One morning last week, just hours after another of his team's recent losses, Jim Riggleman began his day same as always: coffee, newspaper. Riggleman is a baseball man, his life set to its daily patterns, but he also likes constancy, and right now his job provides precious little of it. So Riggleman uses his mornings to compensate.

In Chicago, back in town as the interim manager of the Washington Nationals, Riggleman opened the curtains of his hotel room overlooking Michigan Avenue and glanced outside. It was misting. Some cars used their wipers; some didn't. Riggleman thought for a moment, debating as you do when you already know the answer, and concluded the rain wouldn't bother him.

Same as every morning, he laced up his running shoes.

Riggleman is a runner, and his reliance on it -- as a way to stay in shape; as a way to see the world; as a way to keep moving forward, no matter the previous night's result -- lends a telling clue about the consistency and energy his Nationals players appreciate. Riggleman is 57 years old. Almost every day for 29 years, he's done the same thing. "Generally I wake up saying, 'I'm not gonna go today,' " Riggleman said. "And then after being up for 45 minutes I say, 'Oh, what the heck, I'll run.' So I usually talk myself into doing it."

As a minor league player, Riggleman ran through the hottest cities in the Texas League -- Shreveport, La., and Little Rock. As manager of the Cubs in the late '90s, he ran along Lake Michigan, following the flat trails and sometimes encountering hecklers. ("I would get a few catcalls now and then when we were losing," he said. " 'You're a bum, Riggleman!' ") Riggleman has run the hills in San Francisco, the parks in St. Louis, the beaches of San Diego. He's been everywhere, all because of baseball. He likes Central Park in New York City. He avoids treadmills. Earlier this year, when the Nationals visited Houston, Riggleman toughed out five or six miles every morning in the 100-degree heat.

"He must have a deal with the devil, being in such good shape," relief pitcher Ron Villone said. "I hope I look half that good when I'm his age."

On this particular morning, Riggleman, wearing mesh shorts and a gray T-shirt, exited the hotel and buried his room card key underneath a potted plant. He had neither an iPod nor a watch; he doesn't care much about pace, and he doesn't want music to interfere with his thinking. Same as he once did when he lived here, Riggleman headed down Michigan Avenue, then cut toward the lake.

"This is the path I used to always take," Riggleman said while running.

In a way, movement has typified his career. Washington is the fourth city in which he's managed, and for now, he is the interim skipper, nothing more. General Manager Mike Rizzo has promised a full search for the full-time manager at season's end. Riggleman will be a candidate.

His team's latest losing skid -- the Nationals finished their three-city road trip with a six-game losing streak -- undercuts the progress of the post-all-star-break turnaround.
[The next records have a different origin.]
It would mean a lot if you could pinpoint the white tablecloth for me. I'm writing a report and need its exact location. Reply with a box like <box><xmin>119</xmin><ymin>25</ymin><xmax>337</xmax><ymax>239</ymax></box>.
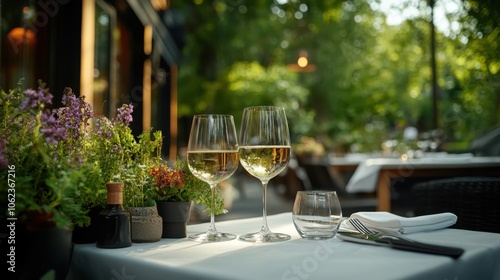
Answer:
<box><xmin>346</xmin><ymin>153</ymin><xmax>500</xmax><ymax>193</ymax></box>
<box><xmin>68</xmin><ymin>213</ymin><xmax>500</xmax><ymax>280</ymax></box>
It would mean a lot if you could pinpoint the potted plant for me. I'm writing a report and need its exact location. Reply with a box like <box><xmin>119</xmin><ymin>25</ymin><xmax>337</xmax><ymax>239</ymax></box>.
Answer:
<box><xmin>149</xmin><ymin>159</ymin><xmax>225</xmax><ymax>238</ymax></box>
<box><xmin>76</xmin><ymin>101</ymin><xmax>162</xmax><ymax>242</ymax></box>
<box><xmin>0</xmin><ymin>82</ymin><xmax>91</xmax><ymax>279</ymax></box>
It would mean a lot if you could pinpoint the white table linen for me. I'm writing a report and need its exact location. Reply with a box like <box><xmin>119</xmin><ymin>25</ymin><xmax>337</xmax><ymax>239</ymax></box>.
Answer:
<box><xmin>341</xmin><ymin>211</ymin><xmax>457</xmax><ymax>234</ymax></box>
<box><xmin>68</xmin><ymin>213</ymin><xmax>500</xmax><ymax>280</ymax></box>
<box><xmin>346</xmin><ymin>153</ymin><xmax>500</xmax><ymax>193</ymax></box>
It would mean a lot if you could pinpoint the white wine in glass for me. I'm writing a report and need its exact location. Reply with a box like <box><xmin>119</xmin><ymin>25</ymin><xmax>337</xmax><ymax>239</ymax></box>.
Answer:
<box><xmin>187</xmin><ymin>114</ymin><xmax>239</xmax><ymax>242</ymax></box>
<box><xmin>239</xmin><ymin>106</ymin><xmax>291</xmax><ymax>242</ymax></box>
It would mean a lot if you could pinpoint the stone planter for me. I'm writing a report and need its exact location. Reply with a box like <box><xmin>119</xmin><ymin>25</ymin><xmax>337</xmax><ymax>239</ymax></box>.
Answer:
<box><xmin>127</xmin><ymin>206</ymin><xmax>162</xmax><ymax>243</ymax></box>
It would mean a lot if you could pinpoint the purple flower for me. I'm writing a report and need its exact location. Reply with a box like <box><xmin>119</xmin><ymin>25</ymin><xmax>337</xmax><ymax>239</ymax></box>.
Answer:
<box><xmin>116</xmin><ymin>104</ymin><xmax>134</xmax><ymax>126</ymax></box>
<box><xmin>0</xmin><ymin>138</ymin><xmax>9</xmax><ymax>168</ymax></box>
<box><xmin>55</xmin><ymin>88</ymin><xmax>93</xmax><ymax>140</ymax></box>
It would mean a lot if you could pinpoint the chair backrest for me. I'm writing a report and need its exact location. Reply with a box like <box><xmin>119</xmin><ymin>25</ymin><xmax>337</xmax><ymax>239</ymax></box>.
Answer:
<box><xmin>412</xmin><ymin>177</ymin><xmax>500</xmax><ymax>233</ymax></box>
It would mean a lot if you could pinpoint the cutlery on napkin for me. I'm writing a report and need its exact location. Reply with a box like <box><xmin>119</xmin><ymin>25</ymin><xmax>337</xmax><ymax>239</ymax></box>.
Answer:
<box><xmin>340</xmin><ymin>211</ymin><xmax>457</xmax><ymax>234</ymax></box>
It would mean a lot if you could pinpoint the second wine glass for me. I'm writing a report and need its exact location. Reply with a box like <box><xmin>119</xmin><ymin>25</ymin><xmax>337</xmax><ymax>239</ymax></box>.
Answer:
<box><xmin>187</xmin><ymin>114</ymin><xmax>238</xmax><ymax>242</ymax></box>
<box><xmin>239</xmin><ymin>106</ymin><xmax>291</xmax><ymax>242</ymax></box>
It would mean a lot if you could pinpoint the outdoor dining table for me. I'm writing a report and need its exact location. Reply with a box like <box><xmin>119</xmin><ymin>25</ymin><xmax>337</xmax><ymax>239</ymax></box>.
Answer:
<box><xmin>345</xmin><ymin>153</ymin><xmax>500</xmax><ymax>212</ymax></box>
<box><xmin>67</xmin><ymin>213</ymin><xmax>500</xmax><ymax>280</ymax></box>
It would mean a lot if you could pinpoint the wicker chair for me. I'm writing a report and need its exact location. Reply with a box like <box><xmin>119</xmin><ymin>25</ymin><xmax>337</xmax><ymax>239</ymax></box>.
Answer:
<box><xmin>412</xmin><ymin>177</ymin><xmax>500</xmax><ymax>233</ymax></box>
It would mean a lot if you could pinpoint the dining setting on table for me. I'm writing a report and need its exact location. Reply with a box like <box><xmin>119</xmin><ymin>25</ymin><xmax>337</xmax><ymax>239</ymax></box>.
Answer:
<box><xmin>67</xmin><ymin>106</ymin><xmax>500</xmax><ymax>279</ymax></box>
Still, those who've watched Riggleman manage appreciate a different sort of movement: He is frenetic, eating his cereal while walking through the hallways, always thinking of the next thing to do. He walks into his clubhouse after every game, if only to deliver a few words. He hits grounders during early infield practice. He never just sits back and watches.

"I think the biggest thing he's done since he's been the manager is just telling people when they mess up," Ryan Zimmerman said. "Not being afraid to -- well, not calling people out, but he tells the truth. If somebody makes a mistake, he tells you. I think with a young team like we have you have to do that sometimes."

As a player, Riggleman always trained hard, running in the offseason. That was his form of training. But it didn't get him very far. He was a career minor leaguer, and when that finally became apparent to him, entering the 1980 season with the Class AA Arkansas Travelers, Riggleman intensified his training, hoping the running could outlast the baseball.